Howldens · 01/01/2025 18:15

This is very helpful already thankyou. I was trying to be cautious about giving away too much info but to answer your questions:

  • I have been paying into work pensions until last April when I went freelance.
  • I have been saving 50% of my income for my first tax bill, which will be due Jan 2026
  • I have probably dipped into the above a little as psychologically I’ve seen it as savings - realised my error. Is now in high interest account until Jan 2026
  • not making pension payments currently
  • 45 yrs old - 2 DC (7 and 13)
  • car - an old banger given to me by mum that runs well & just passed MOT
  • £1200 would been to include anything that is not mortgage & bills so parts will be allocated for important outgoings such as school uniforms etc
  • I do have cover for ill health but need to review it

hopefully this update is more useful. Thankyou very much to everyone who has taken the time to read / respond.

OP posts:
anibendod · 01/01/2025 19:23

another vote for sinking funds. I use Chase and Zopa for mine as you can have multiple savings pots. I believe Starling also offer this, but I'm not sure if they still pay interest like Chase and Zopa do. We use them to save for big annual expenses (insurance renewals, car maintenance, xmas, holidays and longer term projects like major renovations / replacing our cars etc)

I have added the amount that I want to put in each month into the name of the pot so I always know how to divvy up the lump sum that I transfer in each month.
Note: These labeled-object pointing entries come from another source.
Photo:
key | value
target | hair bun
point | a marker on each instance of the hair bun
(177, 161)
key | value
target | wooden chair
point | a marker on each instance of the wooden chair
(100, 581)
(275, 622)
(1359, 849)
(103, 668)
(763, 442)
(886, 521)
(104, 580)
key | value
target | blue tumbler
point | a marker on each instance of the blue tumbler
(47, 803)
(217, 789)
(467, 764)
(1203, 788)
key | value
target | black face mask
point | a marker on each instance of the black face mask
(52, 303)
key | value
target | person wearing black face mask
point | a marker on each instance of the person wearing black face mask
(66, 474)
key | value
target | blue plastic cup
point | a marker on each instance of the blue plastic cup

You also need to get into the mindset of 'paying yourself first', i.e. you transfer money to your savings pots on pay day and live on what's left instead of only transferring over what's left at the end of the month.

If after funding these you still have spare money left over, look at a regular saver. You save between £25 - £300 a month for a year. You cannot withdraw the money until the account closes but you will earn a higher rate of interest

Further questions:
What are you doing about your pension now that you are freelance?
Do you have an emergency fund?
You mention ill health cover - what about holiday pay or periods of low income?
What about significant future expenses for the children - driving lessons / uni / deposit for property etc (I realise that not everybody is able to support this, just throwing things into the ring for consideration)
what is your plan for replacing the car when it dies?

Have you considered getting a cashback / reward credit card for your day to day purchases and treating it like a debit card (clearing the balance in full each month so that you never incur interest charges)? Whilst it won't make you an overnight millionaire, it's a bit of 'free money' towards days out with the kids.